Dubbelleven
Zeg nooit: “Nooit!” En zeker
niet al te stellig, met een uitroepteken dat gloeit. Je kunt niet weten hoe
blijkbaar toch óók het lot van alles voor je bepaalt. Wat zeg je? Dat ik
de dingen verkeerd affirmeer en juist daardoor naar me heb
toegetrokken? Mmmm. Daar moet ik eens over nadenken. Zit wat in. In Indonesië
zeggen ze bijvoorbeeld, dat je nergens bang voor moet zijn, omdat je dat
dan juist naar je toetrekt.
Zodra mensen in het
verleden lieten weten dat ze ergens een tweede huisje gekocht hadden, dan
reageerde ik enthousiast – natuurlijk, je gunt het de ander dat zijn dromen
uitkomen.

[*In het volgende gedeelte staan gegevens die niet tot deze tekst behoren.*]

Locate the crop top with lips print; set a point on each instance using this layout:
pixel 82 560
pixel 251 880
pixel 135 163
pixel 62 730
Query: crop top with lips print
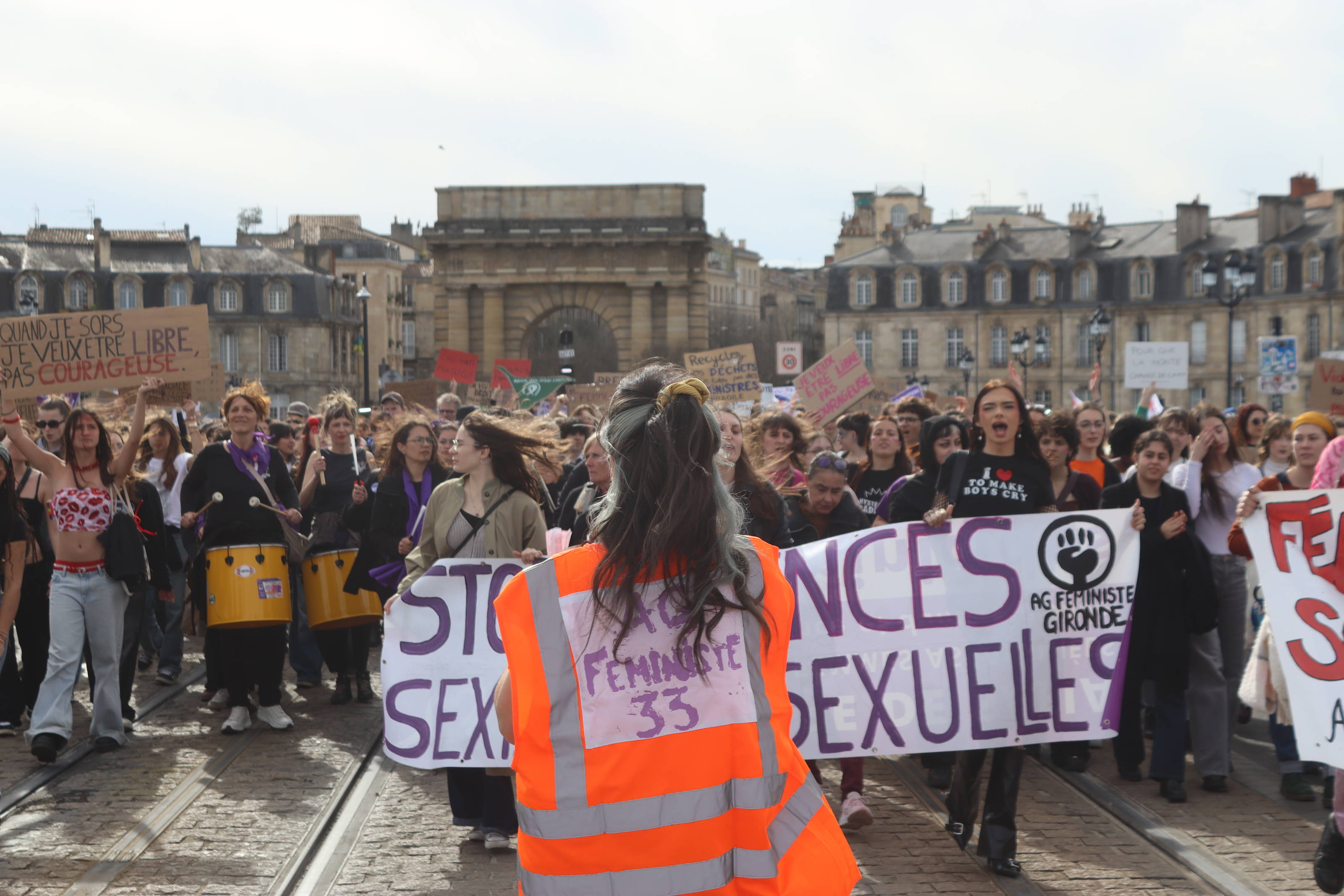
pixel 81 510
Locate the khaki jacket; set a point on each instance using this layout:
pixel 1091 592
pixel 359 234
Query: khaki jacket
pixel 514 526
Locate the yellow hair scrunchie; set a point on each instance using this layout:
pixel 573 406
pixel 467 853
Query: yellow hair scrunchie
pixel 690 386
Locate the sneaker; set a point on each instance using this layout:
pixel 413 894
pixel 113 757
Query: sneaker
pixel 854 812
pixel 276 718
pixel 239 722
pixel 1294 786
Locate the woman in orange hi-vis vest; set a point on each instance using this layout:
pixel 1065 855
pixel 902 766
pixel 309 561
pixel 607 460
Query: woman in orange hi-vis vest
pixel 646 688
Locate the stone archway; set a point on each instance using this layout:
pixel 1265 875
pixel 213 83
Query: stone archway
pixel 595 343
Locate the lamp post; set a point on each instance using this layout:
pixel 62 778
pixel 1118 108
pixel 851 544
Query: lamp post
pixel 363 296
pixel 967 362
pixel 1238 279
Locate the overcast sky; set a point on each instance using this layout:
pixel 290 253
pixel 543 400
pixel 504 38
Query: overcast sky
pixel 168 112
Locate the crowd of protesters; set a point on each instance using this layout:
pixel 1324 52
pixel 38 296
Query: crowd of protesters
pixel 402 487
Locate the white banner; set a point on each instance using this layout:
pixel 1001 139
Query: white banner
pixel 986 633
pixel 1295 541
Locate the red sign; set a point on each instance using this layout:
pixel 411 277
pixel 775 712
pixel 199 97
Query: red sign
pixel 456 366
pixel 515 366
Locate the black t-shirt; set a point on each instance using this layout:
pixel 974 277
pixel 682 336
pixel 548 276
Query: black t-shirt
pixel 996 486
pixel 872 486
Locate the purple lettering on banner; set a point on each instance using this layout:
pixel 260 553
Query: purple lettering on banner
pixel 875 698
pixel 828 606
pixel 952 690
pixel 410 722
pixel 468 571
pixel 1057 684
pixel 920 573
pixel 440 718
pixel 976 690
pixel 976 566
pixel 592 667
pixel 1021 699
pixel 498 582
pixel 851 585
pixel 445 624
pixel 801 706
pixel 824 703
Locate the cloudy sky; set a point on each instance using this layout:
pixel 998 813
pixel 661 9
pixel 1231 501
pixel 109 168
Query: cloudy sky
pixel 166 112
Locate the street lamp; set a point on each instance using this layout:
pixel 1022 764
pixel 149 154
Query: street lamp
pixel 363 296
pixel 1238 279
pixel 966 362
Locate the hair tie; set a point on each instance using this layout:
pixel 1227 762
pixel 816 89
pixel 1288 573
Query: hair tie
pixel 690 386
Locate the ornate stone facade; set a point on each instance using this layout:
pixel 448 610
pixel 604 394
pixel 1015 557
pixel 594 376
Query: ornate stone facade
pixel 623 268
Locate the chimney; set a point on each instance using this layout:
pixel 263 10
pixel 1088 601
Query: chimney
pixel 1302 186
pixel 1191 223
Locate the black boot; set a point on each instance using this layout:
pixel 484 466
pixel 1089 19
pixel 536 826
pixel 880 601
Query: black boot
pixel 1330 859
pixel 341 696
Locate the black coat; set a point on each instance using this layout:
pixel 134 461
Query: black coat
pixel 1174 596
pixel 381 522
pixel 847 518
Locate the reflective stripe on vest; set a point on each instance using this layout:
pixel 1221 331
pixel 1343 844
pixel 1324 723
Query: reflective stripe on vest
pixel 691 878
pixel 573 816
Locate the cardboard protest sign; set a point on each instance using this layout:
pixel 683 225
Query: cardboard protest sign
pixel 1327 387
pixel 1163 363
pixel 730 373
pixel 987 633
pixel 87 351
pixel 1296 541
pixel 455 366
pixel 834 384
pixel 515 366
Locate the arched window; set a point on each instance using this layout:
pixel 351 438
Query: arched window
pixel 864 289
pixel 909 289
pixel 127 296
pixel 77 294
pixel 956 288
pixel 277 297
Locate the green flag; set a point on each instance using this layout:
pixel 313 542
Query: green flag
pixel 533 389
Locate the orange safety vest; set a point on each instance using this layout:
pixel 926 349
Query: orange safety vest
pixel 635 775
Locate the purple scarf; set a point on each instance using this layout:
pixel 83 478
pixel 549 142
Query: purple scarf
pixel 390 574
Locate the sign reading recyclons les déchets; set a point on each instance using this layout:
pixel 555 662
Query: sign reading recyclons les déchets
pixel 984 633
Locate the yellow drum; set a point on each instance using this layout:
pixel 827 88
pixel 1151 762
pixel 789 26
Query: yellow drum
pixel 324 588
pixel 248 586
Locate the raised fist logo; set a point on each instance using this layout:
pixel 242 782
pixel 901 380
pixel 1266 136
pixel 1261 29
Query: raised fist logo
pixel 1077 552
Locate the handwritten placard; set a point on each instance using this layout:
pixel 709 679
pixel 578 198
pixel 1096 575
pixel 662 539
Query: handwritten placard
pixel 837 382
pixel 1163 363
pixel 88 351
pixel 730 373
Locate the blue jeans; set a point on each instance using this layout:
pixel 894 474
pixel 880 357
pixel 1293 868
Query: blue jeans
pixel 85 606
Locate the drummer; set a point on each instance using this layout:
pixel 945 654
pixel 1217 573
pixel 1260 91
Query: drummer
pixel 328 483
pixel 226 468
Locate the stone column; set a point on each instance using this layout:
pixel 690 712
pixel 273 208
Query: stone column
pixel 678 323
pixel 642 323
pixel 492 328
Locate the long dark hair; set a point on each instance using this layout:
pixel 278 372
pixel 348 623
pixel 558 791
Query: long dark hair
pixel 1026 444
pixel 512 444
pixel 102 453
pixel 667 514
pixel 170 470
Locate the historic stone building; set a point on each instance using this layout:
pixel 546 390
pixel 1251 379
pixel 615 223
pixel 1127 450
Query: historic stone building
pixel 922 297
pixel 620 268
pixel 272 319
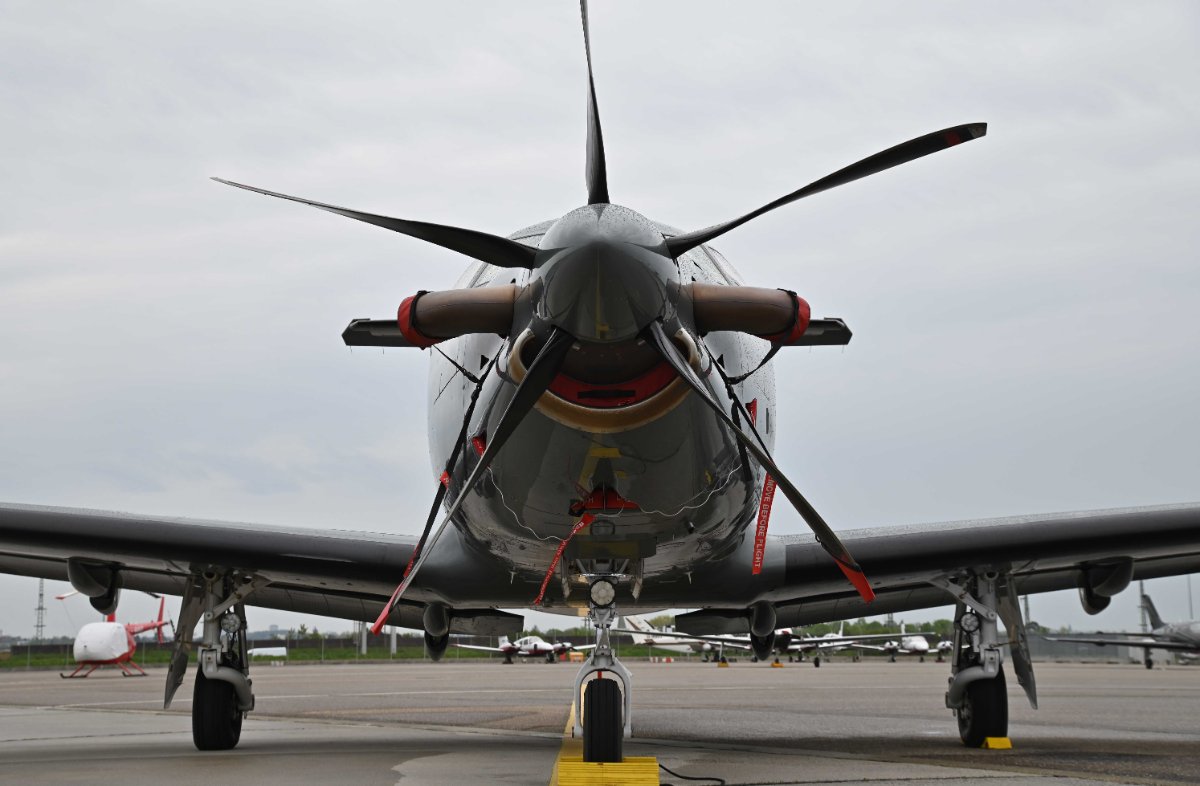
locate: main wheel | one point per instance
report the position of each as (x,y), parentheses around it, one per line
(603,724)
(216,721)
(984,711)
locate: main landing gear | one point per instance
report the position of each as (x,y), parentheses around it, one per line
(603,702)
(222,694)
(978,691)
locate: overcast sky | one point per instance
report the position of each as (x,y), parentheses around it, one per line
(1025,307)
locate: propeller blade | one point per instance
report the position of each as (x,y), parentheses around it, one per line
(541,372)
(479,245)
(891,157)
(826,535)
(597,171)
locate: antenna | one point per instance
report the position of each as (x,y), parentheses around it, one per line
(1141,607)
(40,625)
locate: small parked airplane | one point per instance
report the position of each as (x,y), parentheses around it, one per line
(1182,637)
(785,641)
(528,647)
(907,645)
(112,643)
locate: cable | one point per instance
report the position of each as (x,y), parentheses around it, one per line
(720,781)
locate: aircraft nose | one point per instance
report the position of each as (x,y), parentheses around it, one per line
(603,292)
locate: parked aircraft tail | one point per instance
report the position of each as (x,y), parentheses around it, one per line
(1151,612)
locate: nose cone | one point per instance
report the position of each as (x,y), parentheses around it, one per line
(605,274)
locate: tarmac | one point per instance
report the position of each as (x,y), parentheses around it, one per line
(420,724)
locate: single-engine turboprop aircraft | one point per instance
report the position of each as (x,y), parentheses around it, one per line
(603,418)
(112,643)
(1180,637)
(528,647)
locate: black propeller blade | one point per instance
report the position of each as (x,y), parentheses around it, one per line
(597,171)
(541,372)
(479,245)
(826,535)
(891,157)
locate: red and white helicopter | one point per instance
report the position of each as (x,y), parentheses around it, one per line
(112,643)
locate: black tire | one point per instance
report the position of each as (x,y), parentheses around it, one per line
(216,723)
(984,712)
(603,725)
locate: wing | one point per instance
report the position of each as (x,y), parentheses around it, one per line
(328,573)
(1122,640)
(1044,553)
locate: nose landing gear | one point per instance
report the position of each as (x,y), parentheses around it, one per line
(603,705)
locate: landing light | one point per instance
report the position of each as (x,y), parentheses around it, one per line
(603,593)
(231,623)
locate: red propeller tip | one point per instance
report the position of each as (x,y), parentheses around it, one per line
(858,579)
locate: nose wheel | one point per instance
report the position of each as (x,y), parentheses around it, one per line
(603,695)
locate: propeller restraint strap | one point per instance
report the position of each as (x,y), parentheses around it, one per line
(439,497)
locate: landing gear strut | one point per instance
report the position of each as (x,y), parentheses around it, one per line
(978,691)
(222,694)
(603,706)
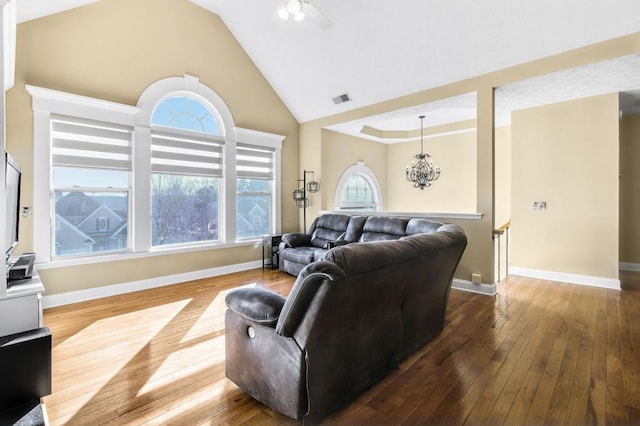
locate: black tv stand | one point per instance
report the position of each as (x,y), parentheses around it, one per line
(21,269)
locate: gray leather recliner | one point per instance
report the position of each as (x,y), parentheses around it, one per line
(348,321)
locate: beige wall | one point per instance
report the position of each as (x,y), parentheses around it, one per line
(630,189)
(479,256)
(567,155)
(113,50)
(503,175)
(453,192)
(339,152)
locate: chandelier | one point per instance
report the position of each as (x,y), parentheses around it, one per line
(293,8)
(422,172)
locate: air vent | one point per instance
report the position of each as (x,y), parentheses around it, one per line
(342,98)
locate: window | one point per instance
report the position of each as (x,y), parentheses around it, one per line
(91,164)
(186,173)
(254,190)
(173,172)
(358,189)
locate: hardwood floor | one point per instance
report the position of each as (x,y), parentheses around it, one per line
(539,352)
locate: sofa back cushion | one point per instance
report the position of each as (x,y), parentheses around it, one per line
(329,227)
(380,228)
(354,229)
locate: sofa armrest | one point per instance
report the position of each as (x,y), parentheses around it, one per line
(312,277)
(256,304)
(337,243)
(296,239)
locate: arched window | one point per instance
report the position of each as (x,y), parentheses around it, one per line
(187,168)
(186,113)
(358,189)
(172,171)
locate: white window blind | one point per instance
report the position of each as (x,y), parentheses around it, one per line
(80,142)
(254,162)
(183,153)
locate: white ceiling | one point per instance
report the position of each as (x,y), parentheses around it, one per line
(376,50)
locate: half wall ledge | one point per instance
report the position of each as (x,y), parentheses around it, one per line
(426,215)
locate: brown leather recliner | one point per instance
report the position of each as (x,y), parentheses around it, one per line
(350,318)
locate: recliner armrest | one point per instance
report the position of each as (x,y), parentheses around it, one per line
(256,304)
(296,239)
(337,243)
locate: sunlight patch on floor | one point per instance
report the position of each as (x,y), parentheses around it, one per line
(186,362)
(89,372)
(212,319)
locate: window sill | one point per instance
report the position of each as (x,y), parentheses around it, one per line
(116,257)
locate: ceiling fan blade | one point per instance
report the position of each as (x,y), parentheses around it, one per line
(316,14)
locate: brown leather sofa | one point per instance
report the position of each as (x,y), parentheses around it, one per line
(348,321)
(298,249)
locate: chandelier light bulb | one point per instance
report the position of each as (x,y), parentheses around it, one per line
(294,7)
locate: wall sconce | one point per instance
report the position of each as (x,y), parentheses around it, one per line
(313,185)
(300,195)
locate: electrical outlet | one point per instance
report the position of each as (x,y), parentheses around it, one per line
(539,205)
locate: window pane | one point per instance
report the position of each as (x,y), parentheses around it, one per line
(68,177)
(90,222)
(253,212)
(183,112)
(357,190)
(184,209)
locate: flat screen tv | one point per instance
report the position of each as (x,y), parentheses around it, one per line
(12,196)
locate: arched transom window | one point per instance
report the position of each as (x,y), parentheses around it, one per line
(358,189)
(186,113)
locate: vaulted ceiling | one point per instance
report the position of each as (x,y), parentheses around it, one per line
(376,50)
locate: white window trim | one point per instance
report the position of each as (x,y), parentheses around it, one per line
(47,102)
(359,169)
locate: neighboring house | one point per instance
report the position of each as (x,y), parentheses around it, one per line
(84,225)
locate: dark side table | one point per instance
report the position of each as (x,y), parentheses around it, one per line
(271,251)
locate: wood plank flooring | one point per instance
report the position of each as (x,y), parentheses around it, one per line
(539,352)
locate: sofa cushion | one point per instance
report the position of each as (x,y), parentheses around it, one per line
(256,304)
(304,255)
(354,228)
(379,228)
(329,227)
(321,236)
(355,259)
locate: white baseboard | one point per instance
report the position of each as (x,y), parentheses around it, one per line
(592,281)
(115,289)
(464,285)
(625,266)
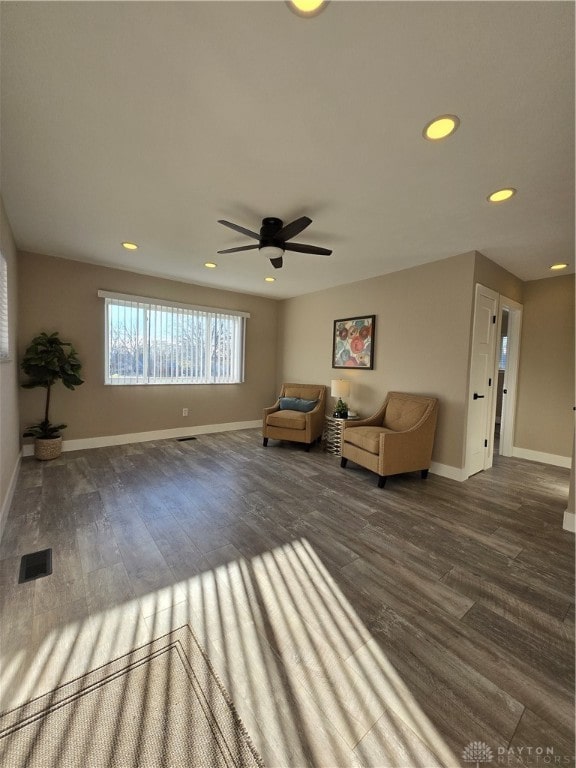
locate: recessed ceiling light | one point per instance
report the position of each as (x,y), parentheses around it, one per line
(441,127)
(501,195)
(307,7)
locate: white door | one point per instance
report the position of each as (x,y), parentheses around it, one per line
(480,419)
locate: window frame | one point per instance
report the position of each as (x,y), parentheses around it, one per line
(161,313)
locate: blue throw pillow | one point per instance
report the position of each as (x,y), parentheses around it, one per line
(297,404)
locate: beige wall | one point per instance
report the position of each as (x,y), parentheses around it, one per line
(61,295)
(423,318)
(497,278)
(544,417)
(9,432)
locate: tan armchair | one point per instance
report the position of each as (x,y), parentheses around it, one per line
(398,438)
(295,425)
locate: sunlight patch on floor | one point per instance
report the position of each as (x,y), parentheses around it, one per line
(310,683)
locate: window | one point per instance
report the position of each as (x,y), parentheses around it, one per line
(149,341)
(4,337)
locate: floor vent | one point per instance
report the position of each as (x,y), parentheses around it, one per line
(35,565)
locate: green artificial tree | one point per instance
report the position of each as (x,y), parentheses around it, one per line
(46,361)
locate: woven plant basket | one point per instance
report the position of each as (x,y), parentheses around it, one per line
(44,450)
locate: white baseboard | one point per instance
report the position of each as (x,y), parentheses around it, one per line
(4,509)
(143,437)
(445,470)
(544,458)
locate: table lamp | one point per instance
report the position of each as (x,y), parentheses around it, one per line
(340,388)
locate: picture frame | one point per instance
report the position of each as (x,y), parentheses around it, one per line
(353,342)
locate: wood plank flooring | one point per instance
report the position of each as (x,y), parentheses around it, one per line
(353,626)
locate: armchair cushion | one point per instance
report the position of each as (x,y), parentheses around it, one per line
(305,391)
(297,404)
(367,438)
(403,414)
(287,420)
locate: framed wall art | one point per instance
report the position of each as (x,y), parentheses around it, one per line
(353,342)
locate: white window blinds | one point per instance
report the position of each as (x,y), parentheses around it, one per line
(150,341)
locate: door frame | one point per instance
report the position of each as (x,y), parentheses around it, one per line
(508,418)
(490,389)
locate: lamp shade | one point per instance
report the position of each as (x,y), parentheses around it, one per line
(340,388)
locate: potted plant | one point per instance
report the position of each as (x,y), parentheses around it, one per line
(47,360)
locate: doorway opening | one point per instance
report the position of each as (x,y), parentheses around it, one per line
(506,375)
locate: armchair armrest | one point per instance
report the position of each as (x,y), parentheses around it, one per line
(371,421)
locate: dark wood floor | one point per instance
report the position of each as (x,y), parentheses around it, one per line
(352,625)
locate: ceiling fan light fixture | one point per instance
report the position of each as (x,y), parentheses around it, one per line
(271,251)
(307,8)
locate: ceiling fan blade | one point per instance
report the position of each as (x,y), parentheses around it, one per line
(303,248)
(294,228)
(240,229)
(242,248)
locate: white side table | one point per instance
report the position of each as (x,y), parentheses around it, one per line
(332,437)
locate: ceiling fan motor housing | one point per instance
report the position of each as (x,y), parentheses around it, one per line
(269,229)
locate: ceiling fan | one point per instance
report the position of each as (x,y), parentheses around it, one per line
(273,237)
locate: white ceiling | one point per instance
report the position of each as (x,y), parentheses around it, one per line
(150,121)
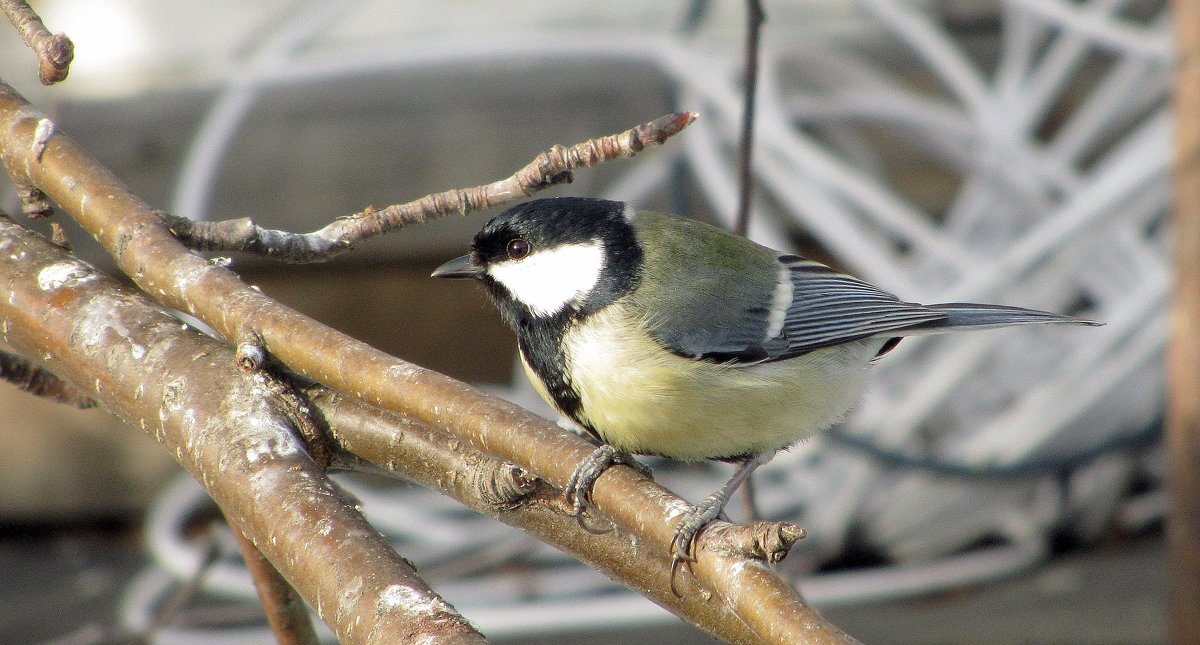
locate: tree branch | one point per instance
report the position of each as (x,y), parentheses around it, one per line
(286,612)
(54,50)
(755,18)
(550,168)
(751,597)
(186,391)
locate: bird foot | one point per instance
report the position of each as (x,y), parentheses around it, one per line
(683,546)
(579,487)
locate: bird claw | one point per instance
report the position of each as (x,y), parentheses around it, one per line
(683,544)
(579,487)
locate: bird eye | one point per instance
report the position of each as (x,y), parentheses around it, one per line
(519,248)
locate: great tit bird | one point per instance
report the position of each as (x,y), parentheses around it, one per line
(665,336)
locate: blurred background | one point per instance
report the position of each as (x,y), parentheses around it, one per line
(1002,487)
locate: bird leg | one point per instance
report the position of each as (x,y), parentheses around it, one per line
(683,546)
(579,487)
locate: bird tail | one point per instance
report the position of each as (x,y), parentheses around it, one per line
(966,315)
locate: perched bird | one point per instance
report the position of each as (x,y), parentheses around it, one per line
(665,336)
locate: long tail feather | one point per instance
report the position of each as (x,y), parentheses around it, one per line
(960,315)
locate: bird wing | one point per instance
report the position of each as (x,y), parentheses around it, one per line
(829,308)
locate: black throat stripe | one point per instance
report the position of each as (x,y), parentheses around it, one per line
(540,342)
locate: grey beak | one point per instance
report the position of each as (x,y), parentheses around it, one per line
(457,267)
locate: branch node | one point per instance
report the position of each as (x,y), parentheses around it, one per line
(54,50)
(42,134)
(251,353)
(768,541)
(34,202)
(502,484)
(59,235)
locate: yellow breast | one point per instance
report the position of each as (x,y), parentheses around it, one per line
(643,399)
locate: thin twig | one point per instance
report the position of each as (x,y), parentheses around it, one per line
(550,168)
(755,18)
(40,381)
(54,50)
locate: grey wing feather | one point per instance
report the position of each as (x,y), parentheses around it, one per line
(829,308)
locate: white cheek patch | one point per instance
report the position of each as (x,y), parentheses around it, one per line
(547,281)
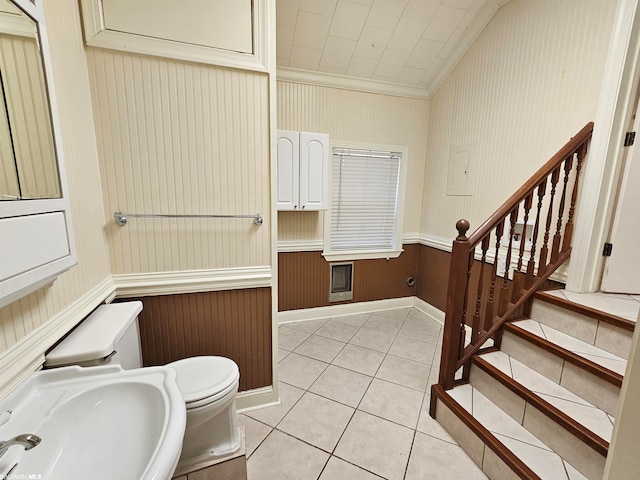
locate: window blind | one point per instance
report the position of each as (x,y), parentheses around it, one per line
(364,199)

Maar ondertussen dacht ik wel: Jij liever dan ik. Een tweede huis? Alles
dubbel. Ik? Nooit.
Inmiddels is het zover.
Dat tweede huis is er. Het was er al jaren, maar in bewoonde staat droeg ik
zorg voor wat lasten, terwijl er van lusten totaal geen sprake was. Nu is het
huisje vrij en dient het van top tot teen volledig opgeknapt te worden.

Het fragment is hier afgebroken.